There should be more education for multidisciplinary actions on climate change and sustainability, which requires spanning multiple vocabularies and better understanding of terms. Universities must develop graduates in all fields of study who not only understand and want to act on sustainability challenges, but also apply their expertise collaboratively and contribute meaningfully to multidisciplinary solutions.
Collaborating and communicating across disciplines is also essential for climate change and other environmental lawyering. I worked with scientists, engineers, physicians, economists, and local organizers on litigation and regulatory proceedings for UCS and other US organizations, the World Commission on Environmental Law, and community groups in Spain and Portugal before the Aarhus Convention Compliance Committee.
Although the glossary will be helpful in education and legal work for me and many others, there are deeper challenges. These include intense political attacks on science (particularly climate change) and the rule of law, along with disinformation efforts that mischaracterize or ignore scientific findings and methods.

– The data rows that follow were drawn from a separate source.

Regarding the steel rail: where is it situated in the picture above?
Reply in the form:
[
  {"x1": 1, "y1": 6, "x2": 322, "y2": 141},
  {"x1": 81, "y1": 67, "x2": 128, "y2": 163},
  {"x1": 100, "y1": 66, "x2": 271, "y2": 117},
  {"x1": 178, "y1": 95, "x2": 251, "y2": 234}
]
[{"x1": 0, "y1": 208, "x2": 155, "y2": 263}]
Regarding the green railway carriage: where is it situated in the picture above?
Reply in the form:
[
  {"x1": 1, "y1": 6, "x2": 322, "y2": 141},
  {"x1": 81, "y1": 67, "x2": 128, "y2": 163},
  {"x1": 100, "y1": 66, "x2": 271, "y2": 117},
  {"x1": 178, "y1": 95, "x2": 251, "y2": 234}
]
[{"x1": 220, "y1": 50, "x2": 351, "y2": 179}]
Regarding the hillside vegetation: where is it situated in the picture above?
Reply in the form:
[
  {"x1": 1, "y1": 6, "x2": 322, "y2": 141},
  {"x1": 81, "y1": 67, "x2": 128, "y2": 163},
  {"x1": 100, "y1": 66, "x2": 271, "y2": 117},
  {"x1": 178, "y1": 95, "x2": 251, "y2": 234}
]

The federal EPA’s February 2026 recission of the endangerment finding illustrates the need for effective climate litigation. These cases range from appellate review of agency actions, to state cases based on public nuisance and consumer fraud, to human rights and constitutional claims, and more. While many lawyers shy away from science and quantitative analysis, and many scientists and physicians may view policies and advocacy as outside their lane, climate litigation like the Montana decisions show that science-informed actions are achievable. More work for UCS and others.
UCS’s glossary is needed, timely, and helpful. This good work is one step on a long, arduous journey to greater multidisciplinary understanding, addressing climate change, and sustainability.